Ce qu'on avait déjà nettement pu déceler dans son roman précédent, Un don, devient éclatant avec Home. Jamais Toni Morrison n'a écrit un livre aussi court et surtout aussi épuré. Dans Un don, on retrouvait encore son goût des ruptures (narratives, temporelles, stylistiques). Ici, plus du tout ou presque. C'est ce qui a pu faire dire à certains de ses admirateurs, même lorsqu'ils reconnaissent les grandes qualités de Home, qu'il manque à la fois de substance et de stridences. Je peux dire quant à moi que je fais partie de l'autre catégorie de lecteurs, celle qui trouve que ce roman bref et décanté est une manière de chef-d'oeuvre (pas au sens où il serait une somme mais bien plutôt une version raffinée de son oeuvre). Je souscris tout à fait à ce qui figure en 4ème de couverture de l'édition française, pour une fois bien inspirée de reproduire les critiques américaines (ici celle du New York Times) : "Ce petit roman est une sorte de pierre de Rosette de l'oeuvre de Toni Morrison. Il contient en essence tous les thèmes qui ont toujours alimenté son écriture. Home est empreint d'une petite musique feutrée semblable à celle d'un quatuor, l'accord parfait entre pur naturalisme et fable."

Cela posé, de trois choses l'une. Si vous n'avez jamais lu de roman de Toni Morrison, pourquoi ne pas commencer par celui-là? Nettement moins complexe que d'autres, il se laissera plus aisément apprivoiser, ce qui ne vous empêchera aucunement de vous diriger vers les autres pour approfondir. Si vous avez déjà lu tout ou partie de ses romans, soit ce que vous aimez chez elle, c'est justement leur complexité et leur style plus ou moins heurté et par moments volontiers poético-poétique - auquel cas ce sera peut-être quitte ou double avec celui-là - soit vous n'avez pas d'attente particulière quant à la forme qu'elle peut adopter, et vous devriez pleinement trouver votre compte à ce roman quintessencié.

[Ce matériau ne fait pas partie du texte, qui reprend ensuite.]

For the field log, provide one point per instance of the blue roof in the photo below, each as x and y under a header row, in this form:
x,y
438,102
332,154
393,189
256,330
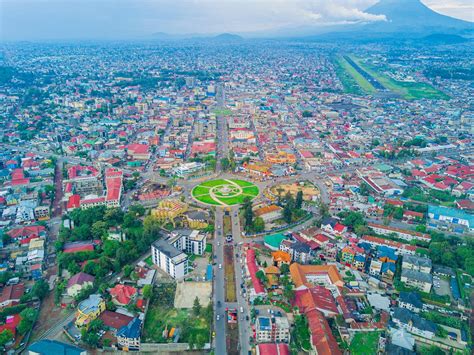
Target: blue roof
x,y
388,266
209,272
54,347
452,212
384,251
131,330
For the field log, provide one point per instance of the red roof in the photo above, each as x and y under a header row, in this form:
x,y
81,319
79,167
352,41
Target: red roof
x,y
123,293
26,231
114,320
273,349
321,335
252,266
74,201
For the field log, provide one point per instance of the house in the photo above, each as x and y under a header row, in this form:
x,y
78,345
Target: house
x,y
89,309
269,213
347,255
416,279
299,252
11,295
128,337
169,259
414,323
450,218
305,276
272,329
411,301
48,347
114,320
417,263
332,225
273,349
122,294
78,282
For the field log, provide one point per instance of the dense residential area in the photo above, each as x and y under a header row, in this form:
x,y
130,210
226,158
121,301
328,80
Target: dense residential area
x,y
236,197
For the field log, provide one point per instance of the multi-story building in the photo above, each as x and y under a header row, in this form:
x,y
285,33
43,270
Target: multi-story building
x,y
417,263
169,259
190,241
272,329
419,280
89,309
128,337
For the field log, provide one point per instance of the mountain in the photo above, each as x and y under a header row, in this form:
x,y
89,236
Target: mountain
x,y
413,16
404,19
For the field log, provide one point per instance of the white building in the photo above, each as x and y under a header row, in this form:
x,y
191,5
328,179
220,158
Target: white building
x,y
169,259
272,329
190,241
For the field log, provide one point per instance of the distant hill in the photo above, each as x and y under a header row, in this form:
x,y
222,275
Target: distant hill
x,y
404,20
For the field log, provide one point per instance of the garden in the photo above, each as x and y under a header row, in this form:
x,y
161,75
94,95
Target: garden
x,y
162,317
223,192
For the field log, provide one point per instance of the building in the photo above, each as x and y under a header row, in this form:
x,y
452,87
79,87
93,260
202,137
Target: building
x,y
269,213
89,309
190,241
416,263
128,337
416,279
299,252
450,218
169,259
411,301
272,329
78,282
306,276
49,347
413,323
400,233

Simple par son titre - mais Morrison a toujours aimé les titres ramassés, souvent des noms courts (Beloved, Sula, Jazz, Paradise...) - Home l'est aussi par sa structure. En italiques, un chapitre sur deux est écrit à la 1ère personne, celle de Frank Money, l'ancien combattant de la guerre de Corée (voir présentation de l'éditeur ci-dessus). L'autre, écrit à la 3ème personne, est consacré à un personnage différent à chaque fois (Frank ; sa soeur Cee qu'enfant il sur-protégeait et qu'il a laissée livrée à elle-même après s'être engagé ; Lenore, la grand-mère qui ne les a jamais aimés ; Lily, la femme que Frank rencontre à Seattle après être rentré de Corée). La seule entaille dans cette alternance signale le moment où tout se renoue. Car si Home est comme son titre l'indique histoire d'un retour - Frank va traverser une bonne partie des Etats-Unis pour retourner dans sa Géorgie natale - il est également le récit d'une guérison, pour la soeur moribonde comme pour le frère revenu dans un état d'indifférence que seuls viennent troubler des éclairs de violence ou d'absence.

La grande réussite de ce roman réside, outre dans la puissance d'évocation de son style, dans le fait que Morrison ne cède jamais à la tentation de trop en dire. Bien que donnant toute sa place à un arrière-plan marqué, en romancière consommée elle traite sans trop en faire ses deux grands sujets (le retour au pays de l'ancien combattant, qui plus est noir dans "une armée intégrée qui est le malheur intégré" ; la condition des femmes noires dans un Etat du Sud ségrégué des années 50) et elle ne se laisse jamais aller au discours (cela n'a pas toujours été intégralement le cas dans certains de ses livres précédents). Quand ses personnages n'ont pour certains que quelques pages pour exister, elle les caractérise et leur donne une épaisseur immédiate. Par ailleurs, alors que son personnage souffre de perdre parfois entièrement le sens des couleurs et de ce fait ne plus voir le monde qu'en noir et blanc, elle réussit quant à elle à soigneusement éviter de le dépeindre en noir et blanc. Certes ses personnages rencontrent sur leur route des êtres malfaisants, mais si Home a bien des aspects de fable, il n'est aucunement une fable naïve identifiant clairement les gentils et les méchants. Notons pour finir que demi-teintes et économie stylistique ne signifient pas que le trait ne soit pas net. Il l'est, ce qui achève de faire de ce livre du grand art.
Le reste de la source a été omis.